Türkiye'deki fosil ağaç kalıntıları 160 milyon yıllık
Fosil ağaçlar açısından 18-23 milyon yıl öncesine ait geniş bir yelpaze bulunan Türkiye'de taşlaşmış ağaç kalıntıları 160 milyon yıl önce yaşayan arokaryalara kadar uzanıyor.
Oluşumu milyonlarca yılı bulan, geçmiş jeolojik zamanlardaki iklim ve bitki türleriyle ilgili bilgiler edinilebilen fosil ormanlarının ilki Bolu Seben'deki dikili durumda olan taşlaşmış ağaçlardan oluşuyor.
Türkiye'de Seben'in yanında Ankara-Çamlıdere ve Beypazarı, Manisa-Osmancalı, Bolu-Kuzca, Tokat-Zile ve Erzurum ile Trakya bölgesinde de taşlaşmış ağaç örnekleri dikkat çekiyor.
Tespit edilen bu fosil ağaçlar, günümüzde modern hale dönüşmüş çam, defnegiller, selvi, sekoya, sığla, söğüt, palmiye, kavak gibi türlerin atalarını oluşturuyor.

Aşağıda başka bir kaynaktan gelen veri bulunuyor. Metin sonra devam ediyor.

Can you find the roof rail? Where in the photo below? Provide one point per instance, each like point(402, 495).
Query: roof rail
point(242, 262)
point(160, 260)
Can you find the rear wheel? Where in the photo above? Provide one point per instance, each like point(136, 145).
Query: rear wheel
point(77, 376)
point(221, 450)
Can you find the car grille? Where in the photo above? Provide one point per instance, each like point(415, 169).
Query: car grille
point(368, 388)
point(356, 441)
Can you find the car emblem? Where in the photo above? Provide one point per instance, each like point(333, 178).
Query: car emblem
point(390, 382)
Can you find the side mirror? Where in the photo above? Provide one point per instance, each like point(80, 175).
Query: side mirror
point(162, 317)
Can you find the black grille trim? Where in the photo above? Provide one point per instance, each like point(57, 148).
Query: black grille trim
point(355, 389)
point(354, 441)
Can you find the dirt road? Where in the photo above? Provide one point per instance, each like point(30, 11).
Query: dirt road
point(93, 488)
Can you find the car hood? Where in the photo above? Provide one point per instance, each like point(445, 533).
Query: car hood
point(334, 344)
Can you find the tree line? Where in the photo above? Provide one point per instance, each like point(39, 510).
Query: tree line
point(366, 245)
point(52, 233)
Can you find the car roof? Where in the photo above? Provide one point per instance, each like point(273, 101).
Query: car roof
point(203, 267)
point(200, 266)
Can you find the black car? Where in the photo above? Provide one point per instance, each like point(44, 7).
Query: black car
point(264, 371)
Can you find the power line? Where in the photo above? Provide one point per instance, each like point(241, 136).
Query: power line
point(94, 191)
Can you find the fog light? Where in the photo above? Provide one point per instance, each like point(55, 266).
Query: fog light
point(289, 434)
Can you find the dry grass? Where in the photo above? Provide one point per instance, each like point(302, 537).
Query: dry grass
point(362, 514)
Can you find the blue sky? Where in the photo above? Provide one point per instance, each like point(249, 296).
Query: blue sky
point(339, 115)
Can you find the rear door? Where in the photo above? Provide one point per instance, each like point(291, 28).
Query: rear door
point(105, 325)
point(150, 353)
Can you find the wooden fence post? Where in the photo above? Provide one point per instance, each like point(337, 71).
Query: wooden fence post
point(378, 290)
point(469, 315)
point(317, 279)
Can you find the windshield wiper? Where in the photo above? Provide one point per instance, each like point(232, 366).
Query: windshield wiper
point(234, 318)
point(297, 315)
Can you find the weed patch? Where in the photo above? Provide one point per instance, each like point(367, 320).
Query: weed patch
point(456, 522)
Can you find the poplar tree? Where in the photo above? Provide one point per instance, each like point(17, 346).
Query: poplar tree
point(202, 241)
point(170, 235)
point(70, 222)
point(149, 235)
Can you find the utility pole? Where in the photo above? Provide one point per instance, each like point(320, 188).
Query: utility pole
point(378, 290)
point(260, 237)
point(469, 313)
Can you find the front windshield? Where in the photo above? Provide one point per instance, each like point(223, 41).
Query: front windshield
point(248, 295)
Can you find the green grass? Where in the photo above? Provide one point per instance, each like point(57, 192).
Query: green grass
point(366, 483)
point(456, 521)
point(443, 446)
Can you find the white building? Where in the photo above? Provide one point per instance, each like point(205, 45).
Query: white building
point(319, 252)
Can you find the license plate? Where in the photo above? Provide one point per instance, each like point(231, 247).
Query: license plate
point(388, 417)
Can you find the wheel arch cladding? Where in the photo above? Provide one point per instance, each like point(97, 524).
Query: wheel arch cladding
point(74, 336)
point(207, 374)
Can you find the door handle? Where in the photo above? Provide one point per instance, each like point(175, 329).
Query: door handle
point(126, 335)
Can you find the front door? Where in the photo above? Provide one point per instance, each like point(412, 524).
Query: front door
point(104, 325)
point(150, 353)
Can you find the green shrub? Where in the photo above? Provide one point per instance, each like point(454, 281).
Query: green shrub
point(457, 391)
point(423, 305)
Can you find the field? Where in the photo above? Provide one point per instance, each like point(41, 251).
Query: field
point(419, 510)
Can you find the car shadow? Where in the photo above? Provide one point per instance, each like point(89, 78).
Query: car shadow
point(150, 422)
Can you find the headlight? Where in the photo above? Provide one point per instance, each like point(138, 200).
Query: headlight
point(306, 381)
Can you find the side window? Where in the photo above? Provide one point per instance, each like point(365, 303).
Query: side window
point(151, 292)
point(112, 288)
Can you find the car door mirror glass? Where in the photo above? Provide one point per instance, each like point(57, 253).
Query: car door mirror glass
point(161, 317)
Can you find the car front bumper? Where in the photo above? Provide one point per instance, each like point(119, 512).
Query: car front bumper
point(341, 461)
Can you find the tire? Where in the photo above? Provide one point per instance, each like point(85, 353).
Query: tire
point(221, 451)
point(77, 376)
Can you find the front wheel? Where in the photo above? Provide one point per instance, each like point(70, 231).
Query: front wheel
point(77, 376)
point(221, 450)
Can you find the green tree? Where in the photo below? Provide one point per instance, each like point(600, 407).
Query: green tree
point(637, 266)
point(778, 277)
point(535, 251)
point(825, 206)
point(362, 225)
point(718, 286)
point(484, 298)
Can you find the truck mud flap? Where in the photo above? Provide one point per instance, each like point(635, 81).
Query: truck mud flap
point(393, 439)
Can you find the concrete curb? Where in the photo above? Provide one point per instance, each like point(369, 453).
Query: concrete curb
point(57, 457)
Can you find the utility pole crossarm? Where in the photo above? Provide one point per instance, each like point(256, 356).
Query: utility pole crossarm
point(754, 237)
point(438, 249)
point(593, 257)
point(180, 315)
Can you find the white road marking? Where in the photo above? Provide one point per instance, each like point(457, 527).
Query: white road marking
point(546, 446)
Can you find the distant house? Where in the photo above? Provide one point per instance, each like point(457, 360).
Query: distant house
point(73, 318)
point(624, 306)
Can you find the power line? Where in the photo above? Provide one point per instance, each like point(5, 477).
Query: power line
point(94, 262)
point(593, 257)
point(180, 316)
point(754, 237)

İstanbul Üniversitesi-Cerrahpaşa Orman Fakültesi Orman Botaniği Anabilim Dalı Öğretim Üyesi Prof. Dr. Ünal Akkemik'in yeni tespit ettiği Beypazarı-Doğanyurt köyündeki fosil ağaçlar da 18-23 milyon yıl öncesine kadar uzanıyor.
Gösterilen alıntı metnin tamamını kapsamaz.